A 32-year-old Middle Eastern male patient, obese, with a BMI of 38.7 and a history of smoking presented to the Emergency Department with complaints of epigastric pain that began 2 h before. He had no other prior medical or surgical illness, no history of alcohol use, and no history of trauma. The abdominal examination was unremarkable apart from epigastric tenderness. Relevant laboratory tests and EKG were performed, and cardiac enzymes were assessed. The patient was managed as a case of acute gastritis and discharged home.

He visited the Emergency Department again the following day, within 12 h after the previous visit, with severe epigastric pain (score 8/10) radiating to the back and associated with diaphoresis. The initial ultrasound scan of the abdomen was normal. The patient was then admitted to the Internal Medicine Department for observation.

A contrast-enhanced CT scan of the abdomen and pelvis revealed a 5-cm splenic artery aneurysm at the splenic hilum (Figure 1) with intramural thrombosis and surrounding soft-tissue density, with minimal free fluid (impending rupture) (Figure 2). The left kidney was noted to be ectopic and rotated in the left lower lumbar region. Shortly afterward, the patient developed tachycardia with hypotension. The Rapid Response Team (RRT) was activated and the patient was resuscitated with IV fluids and stabilized, but soon thereafter he collapsed with hypovolemic shock. A surgical consultation was sought and, following further resuscitation, the patient was immediately taken to the operating room (OR) with the diagnosis of a ruptured splenic artery aneurysm. He underwent emergency exploratory laparotomy, with the finding of a large hemoperitoneum of about 2 L. Upon entering the peritoneal cavity, the patient became significantly hypotensive (60/40 mmHg) and was deteriorating fast. Abdominal aortic cross-clamping was achieved at the level below the diaphragm until the patient was partially stabilized hemodynamically. The neck of the ruptured splenic artery aneurysm was found and an en block excision of the tail of the pancreas, spleen, and the aneurysm were performed. Peritoneal cavity drains were left in place.

The patient was returned to the ICU for postoperative care in a hemodynamically stable condition. However, 3 h after surgery, he again became hypotensive and tachycardic (BP 70/50 mmHg, HR: 150 bpm). The abdominal drains filled with blood. The patient was returned to the OR for re-laparotomy, and an arterial bleed was found at the site of the ruptured aneurysm, near the border of the resected pancreas. This was then controlled by ligation of the bleeders with vascular clips; the patient stabilized again and was returned to the ICU. He initially had elevated renal and liver function tests, secondary to hypoperfusion. He later recovered well, with an uneventful postoperative course, and was discharged on postoperative day 14. The patient received post-splenectomy vaccinations and was started on penicillin V prophylaxis. He was discharged with 1 remaining abdominal drain near the pancreatectomy site, which was removed on postoperative day 20 in the clinic during the first post-op visit, following the exclusion of a pancreatic fistula.

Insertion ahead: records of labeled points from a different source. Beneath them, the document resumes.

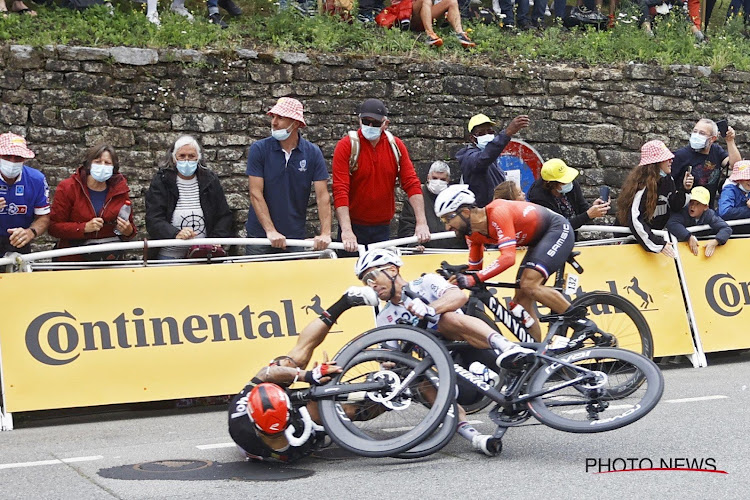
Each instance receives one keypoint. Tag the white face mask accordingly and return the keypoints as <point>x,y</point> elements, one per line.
<point>483,140</point>
<point>101,172</point>
<point>698,141</point>
<point>436,185</point>
<point>370,133</point>
<point>10,169</point>
<point>281,135</point>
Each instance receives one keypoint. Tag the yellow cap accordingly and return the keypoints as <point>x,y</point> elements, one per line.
<point>479,119</point>
<point>556,170</point>
<point>701,195</point>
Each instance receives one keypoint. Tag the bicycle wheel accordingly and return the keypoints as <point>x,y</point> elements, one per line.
<point>588,406</point>
<point>617,316</point>
<point>439,438</point>
<point>381,424</point>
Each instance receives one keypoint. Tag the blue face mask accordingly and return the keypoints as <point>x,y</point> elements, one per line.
<point>281,135</point>
<point>101,172</point>
<point>483,140</point>
<point>187,167</point>
<point>370,133</point>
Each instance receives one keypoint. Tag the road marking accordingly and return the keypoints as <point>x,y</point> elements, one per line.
<point>50,462</point>
<point>213,446</point>
<point>690,400</point>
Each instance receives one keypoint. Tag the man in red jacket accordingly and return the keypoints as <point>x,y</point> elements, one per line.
<point>364,181</point>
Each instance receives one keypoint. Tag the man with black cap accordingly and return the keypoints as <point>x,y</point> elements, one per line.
<point>478,160</point>
<point>366,164</point>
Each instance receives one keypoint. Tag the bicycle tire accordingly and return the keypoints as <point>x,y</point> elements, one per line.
<point>378,437</point>
<point>619,317</point>
<point>567,409</point>
<point>439,438</point>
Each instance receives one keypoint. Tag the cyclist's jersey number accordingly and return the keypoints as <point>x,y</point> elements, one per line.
<point>430,287</point>
<point>243,433</point>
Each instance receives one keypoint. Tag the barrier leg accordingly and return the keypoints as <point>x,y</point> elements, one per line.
<point>6,421</point>
<point>698,358</point>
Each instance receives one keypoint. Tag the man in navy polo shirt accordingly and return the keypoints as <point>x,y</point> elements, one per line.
<point>281,169</point>
<point>24,197</point>
<point>708,162</point>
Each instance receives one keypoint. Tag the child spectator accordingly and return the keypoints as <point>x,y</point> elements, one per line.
<point>697,213</point>
<point>734,202</point>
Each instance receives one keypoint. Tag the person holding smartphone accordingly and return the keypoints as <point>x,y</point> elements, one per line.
<point>707,159</point>
<point>558,190</point>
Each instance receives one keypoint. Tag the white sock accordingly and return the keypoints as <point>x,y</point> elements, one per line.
<point>499,342</point>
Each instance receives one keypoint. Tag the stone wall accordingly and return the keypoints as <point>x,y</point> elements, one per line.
<point>64,99</point>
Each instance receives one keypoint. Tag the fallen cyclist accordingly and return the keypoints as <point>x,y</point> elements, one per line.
<point>380,270</point>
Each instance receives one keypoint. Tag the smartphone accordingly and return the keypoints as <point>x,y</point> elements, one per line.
<point>723,126</point>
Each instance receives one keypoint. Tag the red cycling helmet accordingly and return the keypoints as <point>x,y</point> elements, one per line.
<point>268,406</point>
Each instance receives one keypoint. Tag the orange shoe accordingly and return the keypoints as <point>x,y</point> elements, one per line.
<point>465,41</point>
<point>433,40</point>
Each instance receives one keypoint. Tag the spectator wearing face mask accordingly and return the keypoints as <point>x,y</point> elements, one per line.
<point>734,203</point>
<point>86,205</point>
<point>24,196</point>
<point>185,201</point>
<point>479,160</point>
<point>558,190</point>
<point>697,213</point>
<point>704,159</point>
<point>438,179</point>
<point>281,170</point>
<point>366,164</point>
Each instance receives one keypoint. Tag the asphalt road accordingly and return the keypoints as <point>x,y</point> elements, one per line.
<point>703,415</point>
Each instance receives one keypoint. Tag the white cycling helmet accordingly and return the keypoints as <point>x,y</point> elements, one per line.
<point>376,258</point>
<point>452,198</point>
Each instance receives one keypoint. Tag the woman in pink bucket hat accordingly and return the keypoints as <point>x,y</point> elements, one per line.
<point>649,195</point>
<point>734,202</point>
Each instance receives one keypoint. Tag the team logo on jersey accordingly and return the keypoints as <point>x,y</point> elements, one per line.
<point>14,209</point>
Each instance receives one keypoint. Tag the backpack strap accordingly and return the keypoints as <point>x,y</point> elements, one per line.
<point>354,155</point>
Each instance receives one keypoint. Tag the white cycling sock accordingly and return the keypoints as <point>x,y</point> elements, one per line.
<point>499,342</point>
<point>466,430</point>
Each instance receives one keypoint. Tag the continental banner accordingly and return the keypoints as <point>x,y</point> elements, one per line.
<point>647,280</point>
<point>97,337</point>
<point>719,289</point>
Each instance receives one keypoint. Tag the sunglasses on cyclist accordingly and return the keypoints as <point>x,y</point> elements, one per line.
<point>448,217</point>
<point>371,122</point>
<point>369,278</point>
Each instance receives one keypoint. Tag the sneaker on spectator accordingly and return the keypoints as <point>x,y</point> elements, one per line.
<point>231,7</point>
<point>217,20</point>
<point>465,41</point>
<point>153,18</point>
<point>361,296</point>
<point>180,10</point>
<point>433,40</point>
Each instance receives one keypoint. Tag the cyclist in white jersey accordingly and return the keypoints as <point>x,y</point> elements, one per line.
<point>380,270</point>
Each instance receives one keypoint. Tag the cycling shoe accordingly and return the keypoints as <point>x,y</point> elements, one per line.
<point>486,444</point>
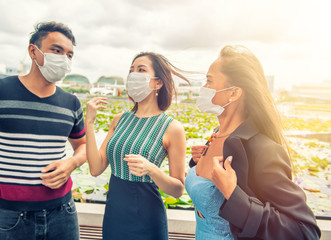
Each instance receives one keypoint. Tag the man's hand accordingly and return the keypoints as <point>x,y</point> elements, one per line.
<point>57,173</point>
<point>197,152</point>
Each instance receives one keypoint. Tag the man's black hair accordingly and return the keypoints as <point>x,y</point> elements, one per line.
<point>44,28</point>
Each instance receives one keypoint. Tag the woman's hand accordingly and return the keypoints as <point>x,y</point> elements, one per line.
<point>224,179</point>
<point>197,152</point>
<point>138,165</point>
<point>92,107</point>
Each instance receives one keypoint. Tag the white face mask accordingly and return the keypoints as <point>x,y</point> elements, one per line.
<point>55,67</point>
<point>138,86</point>
<point>205,98</point>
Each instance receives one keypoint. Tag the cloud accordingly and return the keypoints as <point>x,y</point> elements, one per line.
<point>188,32</point>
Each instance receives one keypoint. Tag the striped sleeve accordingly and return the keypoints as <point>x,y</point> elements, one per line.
<point>78,129</point>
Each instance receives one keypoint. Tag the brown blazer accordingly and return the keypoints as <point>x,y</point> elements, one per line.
<point>266,204</point>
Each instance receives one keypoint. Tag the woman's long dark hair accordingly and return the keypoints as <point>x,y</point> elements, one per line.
<point>163,70</point>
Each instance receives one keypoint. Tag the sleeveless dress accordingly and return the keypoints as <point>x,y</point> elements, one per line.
<point>134,207</point>
<point>208,200</point>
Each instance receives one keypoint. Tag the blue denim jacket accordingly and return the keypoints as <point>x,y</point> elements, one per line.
<point>208,200</point>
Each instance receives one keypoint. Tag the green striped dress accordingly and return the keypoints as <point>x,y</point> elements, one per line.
<point>134,135</point>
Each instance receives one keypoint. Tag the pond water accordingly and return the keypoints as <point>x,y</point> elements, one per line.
<point>316,183</point>
<point>311,158</point>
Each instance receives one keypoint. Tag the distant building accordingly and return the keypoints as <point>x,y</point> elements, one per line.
<point>313,91</point>
<point>184,90</point>
<point>109,85</point>
<point>76,81</point>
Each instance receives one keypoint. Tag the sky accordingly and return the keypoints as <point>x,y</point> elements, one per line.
<point>291,38</point>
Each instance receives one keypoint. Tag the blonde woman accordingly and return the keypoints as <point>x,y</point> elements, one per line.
<point>241,185</point>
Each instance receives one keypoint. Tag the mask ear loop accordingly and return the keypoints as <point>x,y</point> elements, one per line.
<point>35,60</point>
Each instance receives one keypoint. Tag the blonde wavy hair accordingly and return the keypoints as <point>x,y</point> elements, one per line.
<point>244,70</point>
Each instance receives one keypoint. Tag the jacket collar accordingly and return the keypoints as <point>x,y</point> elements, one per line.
<point>246,130</point>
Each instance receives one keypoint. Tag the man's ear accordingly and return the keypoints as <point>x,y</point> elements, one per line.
<point>32,51</point>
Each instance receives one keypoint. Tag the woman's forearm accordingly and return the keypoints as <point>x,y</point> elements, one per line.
<point>168,184</point>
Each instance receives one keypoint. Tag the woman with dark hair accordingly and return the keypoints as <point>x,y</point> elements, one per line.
<point>240,181</point>
<point>136,144</point>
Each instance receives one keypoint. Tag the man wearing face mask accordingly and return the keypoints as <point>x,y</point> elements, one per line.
<point>36,120</point>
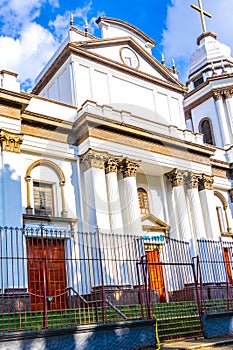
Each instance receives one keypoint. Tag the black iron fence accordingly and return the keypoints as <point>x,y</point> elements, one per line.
<point>55,278</point>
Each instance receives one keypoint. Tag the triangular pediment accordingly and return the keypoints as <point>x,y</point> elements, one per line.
<point>111,50</point>
<point>152,224</point>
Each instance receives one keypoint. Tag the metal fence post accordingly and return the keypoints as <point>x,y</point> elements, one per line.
<point>44,278</point>
<point>103,304</point>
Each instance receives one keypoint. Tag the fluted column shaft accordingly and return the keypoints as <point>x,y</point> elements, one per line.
<point>96,190</point>
<point>113,196</point>
<point>129,169</point>
<point>177,179</point>
<point>195,206</point>
<point>207,199</point>
<point>229,106</point>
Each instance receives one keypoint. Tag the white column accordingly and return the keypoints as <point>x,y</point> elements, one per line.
<point>208,207</point>
<point>98,212</point>
<point>188,120</point>
<point>229,106</point>
<point>96,190</point>
<point>222,118</point>
<point>12,241</point>
<point>113,196</point>
<point>195,205</point>
<point>177,179</point>
<point>129,169</point>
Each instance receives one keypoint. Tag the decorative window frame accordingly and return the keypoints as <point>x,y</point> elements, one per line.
<point>211,128</point>
<point>29,183</point>
<point>225,207</point>
<point>147,210</point>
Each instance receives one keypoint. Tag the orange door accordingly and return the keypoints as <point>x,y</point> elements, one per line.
<point>46,273</point>
<point>228,265</point>
<point>156,274</point>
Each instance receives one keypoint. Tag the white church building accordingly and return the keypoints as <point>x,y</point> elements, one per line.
<point>110,139</point>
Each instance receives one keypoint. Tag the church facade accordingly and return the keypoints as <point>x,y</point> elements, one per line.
<point>111,139</point>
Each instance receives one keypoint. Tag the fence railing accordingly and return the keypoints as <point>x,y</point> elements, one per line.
<point>55,278</point>
<point>215,275</point>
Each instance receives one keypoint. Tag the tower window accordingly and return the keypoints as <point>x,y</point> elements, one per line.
<point>205,128</point>
<point>143,201</point>
<point>198,82</point>
<point>43,198</point>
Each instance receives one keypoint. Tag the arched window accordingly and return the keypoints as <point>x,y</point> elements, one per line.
<point>45,189</point>
<point>143,201</point>
<point>221,208</point>
<point>205,127</point>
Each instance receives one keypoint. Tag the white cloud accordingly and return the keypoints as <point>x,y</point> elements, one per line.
<point>183,26</point>
<point>27,54</point>
<point>25,45</point>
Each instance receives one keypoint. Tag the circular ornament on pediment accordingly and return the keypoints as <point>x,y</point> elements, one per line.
<point>129,57</point>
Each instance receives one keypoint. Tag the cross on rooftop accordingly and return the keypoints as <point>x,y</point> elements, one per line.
<point>203,13</point>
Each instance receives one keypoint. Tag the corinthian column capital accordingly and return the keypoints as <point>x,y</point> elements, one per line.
<point>94,159</point>
<point>192,180</point>
<point>10,141</point>
<point>227,93</point>
<point>111,165</point>
<point>217,95</point>
<point>206,182</point>
<point>177,177</point>
<point>129,167</point>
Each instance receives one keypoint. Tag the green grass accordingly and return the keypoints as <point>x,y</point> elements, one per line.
<point>175,319</point>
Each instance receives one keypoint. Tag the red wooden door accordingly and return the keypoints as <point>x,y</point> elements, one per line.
<point>228,265</point>
<point>156,274</point>
<point>46,273</point>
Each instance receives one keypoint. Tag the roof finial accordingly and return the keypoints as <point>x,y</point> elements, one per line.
<point>173,65</point>
<point>223,67</point>
<point>71,19</point>
<point>163,58</point>
<point>203,13</point>
<point>86,27</point>
<point>213,69</point>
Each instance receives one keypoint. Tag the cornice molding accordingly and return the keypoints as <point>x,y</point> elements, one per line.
<point>79,50</point>
<point>129,167</point>
<point>10,142</point>
<point>206,182</point>
<point>216,93</point>
<point>127,26</point>
<point>93,159</point>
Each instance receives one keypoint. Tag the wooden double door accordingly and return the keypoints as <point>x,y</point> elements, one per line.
<point>156,274</point>
<point>46,273</point>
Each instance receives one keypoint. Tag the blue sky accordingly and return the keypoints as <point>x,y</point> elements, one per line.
<point>31,30</point>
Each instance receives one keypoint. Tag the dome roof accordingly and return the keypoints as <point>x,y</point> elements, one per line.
<point>209,50</point>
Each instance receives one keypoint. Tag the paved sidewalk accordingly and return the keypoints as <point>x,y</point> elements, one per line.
<point>196,344</point>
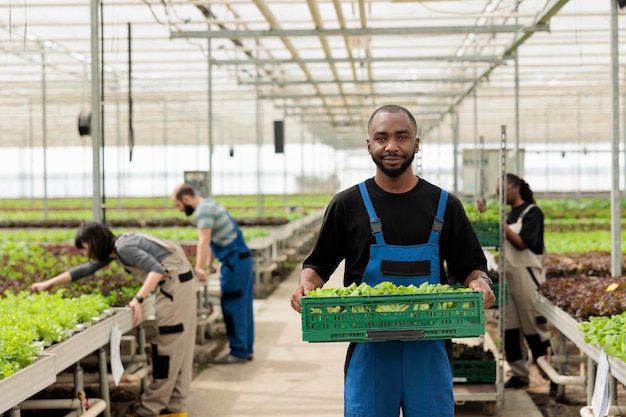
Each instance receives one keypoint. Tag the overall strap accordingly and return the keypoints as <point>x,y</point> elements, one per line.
<point>375,224</point>
<point>438,222</point>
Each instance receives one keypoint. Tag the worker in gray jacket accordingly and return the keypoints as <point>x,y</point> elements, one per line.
<point>158,264</point>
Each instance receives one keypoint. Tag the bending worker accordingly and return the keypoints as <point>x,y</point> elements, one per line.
<point>158,264</point>
<point>396,227</point>
<point>219,235</point>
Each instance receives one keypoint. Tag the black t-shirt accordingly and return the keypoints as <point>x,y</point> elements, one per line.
<point>532,226</point>
<point>406,219</point>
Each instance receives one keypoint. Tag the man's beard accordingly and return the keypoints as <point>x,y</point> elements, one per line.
<point>394,173</point>
<point>188,210</point>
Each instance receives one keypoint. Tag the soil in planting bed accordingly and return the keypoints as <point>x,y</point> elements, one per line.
<point>574,397</point>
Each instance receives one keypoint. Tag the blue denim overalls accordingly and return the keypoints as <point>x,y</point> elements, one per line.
<point>237,281</point>
<point>415,376</point>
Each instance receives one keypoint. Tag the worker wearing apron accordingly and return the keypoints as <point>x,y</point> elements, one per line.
<point>525,274</point>
<point>237,281</point>
<point>375,389</point>
<point>175,321</point>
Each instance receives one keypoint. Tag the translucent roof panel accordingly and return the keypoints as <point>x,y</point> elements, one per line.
<point>323,66</point>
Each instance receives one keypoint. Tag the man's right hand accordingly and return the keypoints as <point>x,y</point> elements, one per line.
<point>299,293</point>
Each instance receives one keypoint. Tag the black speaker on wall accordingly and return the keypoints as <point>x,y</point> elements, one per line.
<point>279,136</point>
<point>84,123</point>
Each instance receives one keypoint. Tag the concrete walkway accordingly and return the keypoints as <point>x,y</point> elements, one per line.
<point>290,378</point>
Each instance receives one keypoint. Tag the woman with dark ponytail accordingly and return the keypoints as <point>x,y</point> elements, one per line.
<point>524,253</point>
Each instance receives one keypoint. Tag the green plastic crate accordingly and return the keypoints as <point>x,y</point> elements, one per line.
<point>474,371</point>
<point>488,233</point>
<point>355,319</point>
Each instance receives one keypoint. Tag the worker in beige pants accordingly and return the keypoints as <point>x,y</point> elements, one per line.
<point>173,346</point>
<point>525,273</point>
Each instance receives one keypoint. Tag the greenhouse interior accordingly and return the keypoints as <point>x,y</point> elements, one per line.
<point>264,108</point>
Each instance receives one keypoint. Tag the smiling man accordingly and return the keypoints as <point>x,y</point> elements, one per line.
<point>396,227</point>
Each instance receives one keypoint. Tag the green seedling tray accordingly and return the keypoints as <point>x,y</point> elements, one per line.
<point>474,371</point>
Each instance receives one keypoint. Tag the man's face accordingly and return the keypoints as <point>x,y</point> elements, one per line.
<point>392,143</point>
<point>181,205</point>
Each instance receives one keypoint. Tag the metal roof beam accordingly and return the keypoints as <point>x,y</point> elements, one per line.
<point>376,81</point>
<point>411,30</point>
<point>368,60</point>
<point>274,96</point>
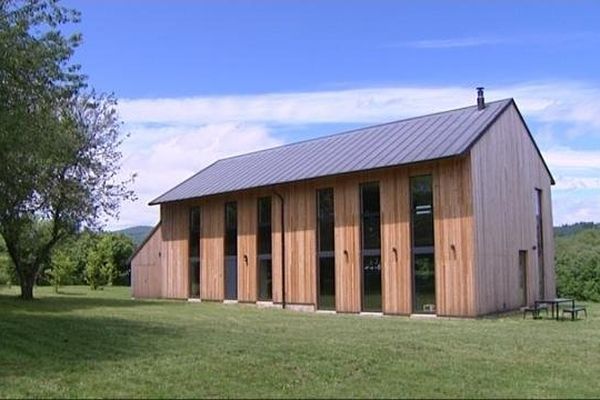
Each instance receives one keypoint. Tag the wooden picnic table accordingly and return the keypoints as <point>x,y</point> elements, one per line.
<point>555,303</point>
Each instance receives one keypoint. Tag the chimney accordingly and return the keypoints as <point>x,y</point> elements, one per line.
<point>480,99</point>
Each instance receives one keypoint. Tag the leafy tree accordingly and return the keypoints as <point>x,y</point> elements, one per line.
<point>62,270</point>
<point>107,261</point>
<point>59,141</point>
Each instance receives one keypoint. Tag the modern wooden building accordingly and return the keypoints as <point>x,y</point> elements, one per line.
<point>447,214</point>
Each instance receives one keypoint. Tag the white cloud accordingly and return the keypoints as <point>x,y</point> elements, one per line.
<point>173,154</point>
<point>172,138</point>
<point>571,102</point>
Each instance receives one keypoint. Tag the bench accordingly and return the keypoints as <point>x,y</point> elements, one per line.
<point>574,311</point>
<point>535,310</point>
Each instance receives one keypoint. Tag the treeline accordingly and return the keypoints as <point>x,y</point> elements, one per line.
<point>94,259</point>
<point>578,261</point>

The patient was reviewed again after 4 weeks, and follow-up and brain CT were negative for aneurysm of the circle of Willis and other sites.

He developed reactive thrombocytosis, which was treated with aspirin.

At 6- and 11-month follow-up visits, the patient was doing well, was fully functional, and had resumed his normal daily activities.

Discussion

Splenic artery aneurysm is a common subtype of visceral artery aneurysm (VAA). It is a rare disorder that was first described in 1770 by Beaussier in autopsies [1], later as the first preoperative diagnosis in 1920 by Hoegler, and the first surgical intervention was in 1940 [2].

The incidence of splenic artery aneurysm ranges from 0.09% in autopsies to 0.78% on arteriography studies [3]; the incidence sharply increases to 10% in older patients [4], which makes our case of a healthy young man a rare occurrence of idiopathic splenic artery aneurysm. With widespread use of advanced imaging, as well as an increase in life expectancy, detection of VAAs has increased 7-fold in recent years, [5] cementing its importance in the coming decades.

The normal splenic artery diameter is 0.46±0.03 cm [6] and focal dilation of the vessel more than 1.5 times this (0.7 cm) qualifies it as an aneurysm. Most aneurysms become detectable at 1 cm or more; 60% of all VAAs occur in the splenic artery [3]. It is more common in females, with a 4: 1 female-to-male ratio [7–9], but men are more likely to have a rupture.[10]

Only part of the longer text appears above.